I found a Google paper talking about reducing a 2GB voice recognition model to 450MB with alternative techniques but the neural net is probably not good enough for accurately transcribing uncommon words: https://ai.googleblog.com/2019/03/an-all-neural-on-device-sp...

So current state-of-technology means accurate close captions on smartphones would require a separate "subtitle track" (authored by humans) akin to *.srt files in mkv video containers -- instead of attempting dynamic speech recognition of the audio. Maybe not enough consumer demand to have mp3 or m4b files formats with transcripts embedded.


👤 WesleyLivesay
The simple answer for this is probably just that the vast majority of people are not looking at the screen while listening, which probably makes it hard to make a business case for it to happen.

👤 sandreas
There is a id3v2.3 tag field "synchronized lyrics" (Field: SYLT)[1] where you can store a "phrase" with a "timestamp". One library I know that may support writing this tag is atldotnet[2], while I did not try it out. At least there is a Type TRANSCRIPTION in the linked code segment.

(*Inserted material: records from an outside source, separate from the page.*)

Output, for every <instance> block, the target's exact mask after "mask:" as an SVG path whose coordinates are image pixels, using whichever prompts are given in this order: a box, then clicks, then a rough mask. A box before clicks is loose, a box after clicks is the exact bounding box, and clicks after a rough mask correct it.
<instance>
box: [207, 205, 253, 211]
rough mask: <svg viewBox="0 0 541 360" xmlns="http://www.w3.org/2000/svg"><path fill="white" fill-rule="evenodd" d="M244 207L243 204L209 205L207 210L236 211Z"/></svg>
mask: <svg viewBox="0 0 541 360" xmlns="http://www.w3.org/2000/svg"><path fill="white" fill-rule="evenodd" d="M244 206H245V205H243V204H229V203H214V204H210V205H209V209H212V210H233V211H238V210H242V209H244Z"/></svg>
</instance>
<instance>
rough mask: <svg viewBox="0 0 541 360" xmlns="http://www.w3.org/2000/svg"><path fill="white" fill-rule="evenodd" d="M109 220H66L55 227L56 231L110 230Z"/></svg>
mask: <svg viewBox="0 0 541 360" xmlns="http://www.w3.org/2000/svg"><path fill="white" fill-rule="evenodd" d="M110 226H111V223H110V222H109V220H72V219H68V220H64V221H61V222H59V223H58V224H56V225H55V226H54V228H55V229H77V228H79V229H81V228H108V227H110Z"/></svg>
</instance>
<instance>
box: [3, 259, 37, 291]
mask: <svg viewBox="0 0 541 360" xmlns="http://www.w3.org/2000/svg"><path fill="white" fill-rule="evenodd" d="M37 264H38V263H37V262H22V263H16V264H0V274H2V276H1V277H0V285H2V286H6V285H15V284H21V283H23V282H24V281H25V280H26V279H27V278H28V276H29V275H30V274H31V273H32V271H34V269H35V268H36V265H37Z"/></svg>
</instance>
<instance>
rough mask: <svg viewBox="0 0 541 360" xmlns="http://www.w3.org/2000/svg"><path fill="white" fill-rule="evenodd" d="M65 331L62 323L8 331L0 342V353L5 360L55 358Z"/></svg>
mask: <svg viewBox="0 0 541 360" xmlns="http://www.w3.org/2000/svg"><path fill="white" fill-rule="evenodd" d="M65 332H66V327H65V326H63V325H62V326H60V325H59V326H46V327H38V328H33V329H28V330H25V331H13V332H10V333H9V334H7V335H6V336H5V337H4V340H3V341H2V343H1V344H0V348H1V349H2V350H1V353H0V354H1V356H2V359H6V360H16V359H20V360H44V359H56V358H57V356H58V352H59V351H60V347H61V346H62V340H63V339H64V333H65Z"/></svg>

There is also LRC[3], a synchronized lyrics format stored in an extra file (*.lrc).

[1]: https://id3.org/id3v2.3.0#sec4.10

[2]: https://github.com/Zeugma440/atldotnet/blob/749d9ccb03032667...

[3]: https://en.wikipedia.org/wiki/LRC_(file_format)


👤 baxtr
Amazon's WhisperSync is pretty cool. I love listening to audio books but I also like to read and annotate them. WhisperSync solves for that. I don't buy any eBooks without that feature.

👤 sokoloff
My experience with automatic transcription is that it introduces far more errors than it would eliminate.

If it’s automatic, I don’t see how it would be beneficial to listeners/readers. If it’s manual, it’s not cheap.


👤 ghaff
Some sites do for podcasts.

But machine transcriptions are IMO useless for the purpose. (They're fine for interviews where they're just source material for something you're writing.) And they're especially useless for audio you're having trouble understanding anyway.

Human transcriptions aren't that expensive, about $1/minute, but they do cost money and you still need to spend some time cleaning them up and formatting them--and you still end up with words here and there you can't make out.


👤 elil17
For audiobooks, there’s a legal question of whether it causes licensing issues. Audible got in a huge lawsuit over it which they settled out of court: https://amp.theguardian.com/books/2020/jan/15/audible-settle...

👤 donatj
Audiobooks in the kindle app highlight the spoken text as the audio plays.

👤 Overtonwindow
I believe that’s called a book, and you could use it to read along?


👤 kradeelav
My guess would be "it's expensive", same reason why live-action TV shows online didn't have subs until fairly recently.

A quick hack for fellow people who are hard of hearing: I often turn on a private "google meets" session, turn video off, and have google do the automatic captions through there if it's a captionless video I really want to see. I don't expect any privacy, and you do have to have a silent home for it, but hey. Works.


👤 paxys
Search for " transcript". A lot of them do publish the full text of the show on their website.

👤 t-3
Generally, when I'm listening to podcasts or audiobooks, I don't have a screen in front of me to put CC on. Might just be me, but I can only follow one source of information at a time, so I don't like non-music audio while using the computer or reading.

👤 annagrigoryan2
For podcasts only human transcription works good. Tech still is very hard on people with accents, even worse with non-english languages.

And human transcription costs like a lot 45 cents a word, imagine a 1 hour conversation.


👤 ohiovr
Would something like this help? https://www.youtube.com/watch?v=pPBpxoIqDSA

👤 assbuttbuttass
On Android, you can turn on "Live Caption" for autogenerated captions a la YouTube

👤 shreyshnaccount
Nice project idea

👤 seydor
Is there an audio file format with teletext?